Шли к автобусу, и маленькая, и вообще какая-то нерослая сестрица его хватала всех за рукава, заглядывала в глаза и звала обязательно зайти. Она говорила все одно и то же тихо: «Зайдите к нам, выпейте за Сашину память». И полуяновские, лабораторские, которые собрались сразу удрать с этих поминок, глаза поотвели и обещали остаться.
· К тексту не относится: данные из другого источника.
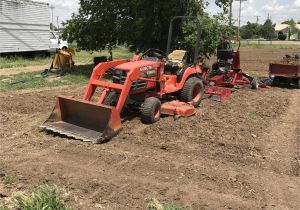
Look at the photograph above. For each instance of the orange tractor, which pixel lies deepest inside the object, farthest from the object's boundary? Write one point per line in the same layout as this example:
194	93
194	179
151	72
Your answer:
155	83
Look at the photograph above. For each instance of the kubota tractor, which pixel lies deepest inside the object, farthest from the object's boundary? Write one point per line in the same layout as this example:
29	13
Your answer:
154	83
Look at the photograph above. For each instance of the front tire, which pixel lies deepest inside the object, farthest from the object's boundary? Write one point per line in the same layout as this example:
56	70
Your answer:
192	91
150	110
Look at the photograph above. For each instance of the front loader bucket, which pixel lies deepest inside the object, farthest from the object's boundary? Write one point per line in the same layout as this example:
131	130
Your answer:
83	120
Многие из них просто струсили… На поминках многие знали, как бывает, когда наливший по брови дальний родич с маминой стороны, этакий какой-нибудь дядя Сеня, как перегнется через стол, да как даст по столу, да как на глазах у всей родни и вывалит, как начнет ворошить в душах по русскому обычаю:

— Так что ж вы его, едрена ваша мать, на погибель послали, а сами-то не пошли?

И тут слезы, крик, хватание за руки — и не ответишь ничего, и не смоешься. Очень уж у нас площади малые жилые для такого похоронного застолья: живым жить хватает, а мертвых поминать мало. Как сельди в бочке на этих поминках, честное слово.